13. Shake Milton, Philadelphia 76ers
12. Edmond Sumner, Indiana Pacers
Comparing Sumner’s rookie season statistics to his sophomore year efforts, there are not a ton of differences to be found outside of his games (16 in 2018-19 so far) and minutes (9.6) tallies. In any case, Sumner, 23, has seen a salivating leap in the G League for Fort Wayne. In double the minutes, Sumner has averaged 23.9 points — the fifth-highest total in the entire league — and 3.6 assists on 40 percent from three-point range. The recent addition of Wes Matthews will mean even fewer opportunities for Sumner during the remainder of the season — but it’s not all doom and gloom for the point guard’s fan club.

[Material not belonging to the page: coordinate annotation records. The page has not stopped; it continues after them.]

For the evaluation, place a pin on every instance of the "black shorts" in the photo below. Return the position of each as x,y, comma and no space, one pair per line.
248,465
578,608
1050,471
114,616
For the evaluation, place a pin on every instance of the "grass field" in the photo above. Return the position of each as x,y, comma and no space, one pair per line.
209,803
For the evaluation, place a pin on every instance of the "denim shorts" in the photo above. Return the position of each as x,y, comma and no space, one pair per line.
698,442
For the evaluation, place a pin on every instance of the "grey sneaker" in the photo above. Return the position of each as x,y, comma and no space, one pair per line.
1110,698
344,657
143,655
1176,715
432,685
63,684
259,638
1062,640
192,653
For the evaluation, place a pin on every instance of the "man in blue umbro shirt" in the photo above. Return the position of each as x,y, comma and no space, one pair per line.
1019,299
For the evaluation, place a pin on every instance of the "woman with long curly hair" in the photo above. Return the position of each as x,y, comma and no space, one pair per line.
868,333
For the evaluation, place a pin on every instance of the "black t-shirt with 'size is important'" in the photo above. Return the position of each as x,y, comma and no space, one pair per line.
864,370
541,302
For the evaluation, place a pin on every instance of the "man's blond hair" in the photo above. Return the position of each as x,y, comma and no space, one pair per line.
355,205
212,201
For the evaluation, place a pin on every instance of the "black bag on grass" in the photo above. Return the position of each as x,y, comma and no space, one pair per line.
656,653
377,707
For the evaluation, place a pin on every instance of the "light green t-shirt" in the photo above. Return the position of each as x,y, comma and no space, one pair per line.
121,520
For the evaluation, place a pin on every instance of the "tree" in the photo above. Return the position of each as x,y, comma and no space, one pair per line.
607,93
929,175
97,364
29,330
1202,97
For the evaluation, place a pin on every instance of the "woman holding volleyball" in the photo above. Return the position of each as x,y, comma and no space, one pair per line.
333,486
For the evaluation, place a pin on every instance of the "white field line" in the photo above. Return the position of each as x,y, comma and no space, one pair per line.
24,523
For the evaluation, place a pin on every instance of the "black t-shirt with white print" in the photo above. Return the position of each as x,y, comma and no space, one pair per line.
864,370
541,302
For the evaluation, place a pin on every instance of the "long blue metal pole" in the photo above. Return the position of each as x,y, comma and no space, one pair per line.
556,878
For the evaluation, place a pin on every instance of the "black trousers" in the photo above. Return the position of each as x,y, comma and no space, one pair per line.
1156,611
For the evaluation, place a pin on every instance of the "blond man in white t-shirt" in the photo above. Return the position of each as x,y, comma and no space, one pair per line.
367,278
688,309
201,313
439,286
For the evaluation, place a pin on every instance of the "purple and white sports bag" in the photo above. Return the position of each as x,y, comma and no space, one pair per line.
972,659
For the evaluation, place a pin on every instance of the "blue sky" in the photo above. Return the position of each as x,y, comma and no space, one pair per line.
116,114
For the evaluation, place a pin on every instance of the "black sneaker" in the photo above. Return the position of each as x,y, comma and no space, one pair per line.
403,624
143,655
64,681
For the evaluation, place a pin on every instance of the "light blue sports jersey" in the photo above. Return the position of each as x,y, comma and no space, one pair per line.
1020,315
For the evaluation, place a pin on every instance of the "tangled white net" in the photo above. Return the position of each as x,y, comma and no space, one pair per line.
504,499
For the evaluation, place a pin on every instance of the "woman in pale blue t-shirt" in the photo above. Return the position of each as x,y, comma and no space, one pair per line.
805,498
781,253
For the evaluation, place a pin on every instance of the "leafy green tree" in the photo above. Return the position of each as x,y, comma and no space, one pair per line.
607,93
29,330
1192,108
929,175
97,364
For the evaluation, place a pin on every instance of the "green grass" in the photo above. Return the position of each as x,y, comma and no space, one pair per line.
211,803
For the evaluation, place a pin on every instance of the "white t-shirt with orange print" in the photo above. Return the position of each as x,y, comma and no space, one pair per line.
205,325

With Tyreke Evans out at the end of January, Sumner drew two consecutive starts for Indiana — one of them versus the Warriors, nonetheless — and then scored a career-high 17 points in 17 minutes in that blowout victory against the Lakers a week later.
Some good things will be worth the wait — Sumner looks like one of them.
11. Johnathan Motley, Los Angeles Clippers
With a little detective work, it’s not impossible to narrow down the ten remaining names on the list but their order will need to wait for another time. The G League has proven again and again to be a strong cultivator of NBA-level talents and this year has been no different. Although the two-way path can be shaky, it’s offered another slew of prospects the opportunity of a lifetime — through the first half of the 2018-19 season, these players have certainly made the most of their chances.